Brandywine School District seeks to change state student testing
One Delaware school district proposes changing the current state testing system.
The Brandywine School District’s Board unanimously passed a resolution last month saying the current Smarter Balanced test is not the correct assessment for students.
The board sent the resolution to the Delaware Board of Education and the state’s Department of Education.
Brandywine School Board President Ralph Ackerman says the test’s length is problematic, and produces anxiety for both students and staff.
"Kids spend virtually a week of school testing each year, it literally consumes every piece of student available technology during that time, it stresses kids dramatically in anticipation of this test," said Ackerman.
Ackerman says the board believes a well-designed test can measure student achievement in an hour or two, and provide valuable information to help instruct students.
A Deparment of Education spokesperson says DOE agrees, noting the estimated/suggested Smarter Balanced assessment times for the various English language and Math tests are each between 1 and 2 hours.
The Brandywine board suggests the state design its own test or use one proven successful elsewhere.
Ackerman notes NWEA, a nationally recognized test organization, is meeting with other states to develop an assessment. He would like to see Delaware go that route.

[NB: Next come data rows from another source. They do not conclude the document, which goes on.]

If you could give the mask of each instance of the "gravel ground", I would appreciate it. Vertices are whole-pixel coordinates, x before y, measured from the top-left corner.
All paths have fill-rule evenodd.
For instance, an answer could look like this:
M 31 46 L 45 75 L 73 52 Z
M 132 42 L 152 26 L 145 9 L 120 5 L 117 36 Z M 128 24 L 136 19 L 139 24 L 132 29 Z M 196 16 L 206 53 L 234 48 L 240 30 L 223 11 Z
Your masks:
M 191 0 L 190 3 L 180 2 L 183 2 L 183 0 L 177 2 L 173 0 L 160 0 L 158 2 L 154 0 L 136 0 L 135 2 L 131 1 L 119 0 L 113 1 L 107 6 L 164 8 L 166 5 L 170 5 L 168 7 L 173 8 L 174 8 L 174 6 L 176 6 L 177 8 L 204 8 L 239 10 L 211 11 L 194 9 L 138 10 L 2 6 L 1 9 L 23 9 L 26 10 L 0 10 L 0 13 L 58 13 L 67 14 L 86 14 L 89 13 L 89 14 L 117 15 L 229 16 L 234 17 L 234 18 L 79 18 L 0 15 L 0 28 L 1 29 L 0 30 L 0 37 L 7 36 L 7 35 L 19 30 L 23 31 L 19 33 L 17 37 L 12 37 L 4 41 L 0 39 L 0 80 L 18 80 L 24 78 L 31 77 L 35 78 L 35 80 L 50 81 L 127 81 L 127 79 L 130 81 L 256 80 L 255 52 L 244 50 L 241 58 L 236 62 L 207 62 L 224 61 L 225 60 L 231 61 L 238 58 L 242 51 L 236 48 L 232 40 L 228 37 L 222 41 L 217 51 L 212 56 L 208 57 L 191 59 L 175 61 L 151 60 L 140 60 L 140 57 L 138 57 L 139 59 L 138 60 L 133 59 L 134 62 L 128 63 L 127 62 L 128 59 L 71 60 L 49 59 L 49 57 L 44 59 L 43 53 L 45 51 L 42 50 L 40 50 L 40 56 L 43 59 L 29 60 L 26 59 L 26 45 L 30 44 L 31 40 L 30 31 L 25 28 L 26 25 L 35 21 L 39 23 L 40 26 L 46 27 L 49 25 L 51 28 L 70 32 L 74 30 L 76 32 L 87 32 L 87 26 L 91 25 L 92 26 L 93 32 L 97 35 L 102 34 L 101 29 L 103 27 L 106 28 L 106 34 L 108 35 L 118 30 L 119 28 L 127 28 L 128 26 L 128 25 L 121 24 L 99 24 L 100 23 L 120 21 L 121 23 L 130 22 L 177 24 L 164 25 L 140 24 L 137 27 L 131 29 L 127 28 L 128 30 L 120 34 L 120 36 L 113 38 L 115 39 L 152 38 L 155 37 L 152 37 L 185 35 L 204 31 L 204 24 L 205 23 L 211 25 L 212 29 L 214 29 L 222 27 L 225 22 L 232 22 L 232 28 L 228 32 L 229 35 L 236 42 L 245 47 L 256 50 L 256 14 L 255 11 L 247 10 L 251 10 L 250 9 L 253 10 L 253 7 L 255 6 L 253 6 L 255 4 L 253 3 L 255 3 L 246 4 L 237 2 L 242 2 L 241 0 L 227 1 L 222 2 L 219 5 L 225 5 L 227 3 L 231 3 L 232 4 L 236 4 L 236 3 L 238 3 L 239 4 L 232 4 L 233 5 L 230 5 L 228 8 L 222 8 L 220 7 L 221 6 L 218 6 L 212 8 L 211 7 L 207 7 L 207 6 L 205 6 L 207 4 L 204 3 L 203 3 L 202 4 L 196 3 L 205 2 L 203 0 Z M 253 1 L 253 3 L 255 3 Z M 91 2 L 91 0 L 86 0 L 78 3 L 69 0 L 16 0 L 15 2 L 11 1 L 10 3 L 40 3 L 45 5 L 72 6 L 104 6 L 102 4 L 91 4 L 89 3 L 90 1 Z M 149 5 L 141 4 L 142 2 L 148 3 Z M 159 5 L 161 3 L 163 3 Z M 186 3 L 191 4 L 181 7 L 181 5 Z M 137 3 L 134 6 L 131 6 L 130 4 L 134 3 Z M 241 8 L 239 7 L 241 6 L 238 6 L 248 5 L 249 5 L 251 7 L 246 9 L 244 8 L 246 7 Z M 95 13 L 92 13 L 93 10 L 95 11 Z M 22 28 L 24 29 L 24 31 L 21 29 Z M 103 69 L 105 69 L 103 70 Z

Brandywine's resolution also proposes cutting back the grades tested, returning to the state’s previous practice of testing specific grades such as 3rd, 5th, 8th and 10th grades instead of every grade each year.
A Dept. of Education spokesperson says the federal Every Student Succeeds Act requires testing in every grade between 3-8 and once in high school.
Ackerman says the resolution will be discussed with other districts at Wednesday night’s Delaware School Boards Association meeting.
"I did advise other districts back in November that we were moving towards a resolution on testing and did encourage them to go back to their boards and discuss possibly doing the same," said Ackerman. "This time we can discuss it with our resolution in front of them and give them the opportunity to go back to their boards and see what they think."
Delaware moved to the Smarter Balanced assessment starting with the 2014-2015 school year.
Department of Education officials said after last school year's testing that scores have been generally trending up since the state transitioned to the Smarter Balanced.
The Smarter Balanced Consortium currently has 15 members: 13 states, the U.S. Virgin Islands and the Bureau of Indian Education.
Editor's note: This story has been updated with the Department of Education's response to the Brandywine School District resolution.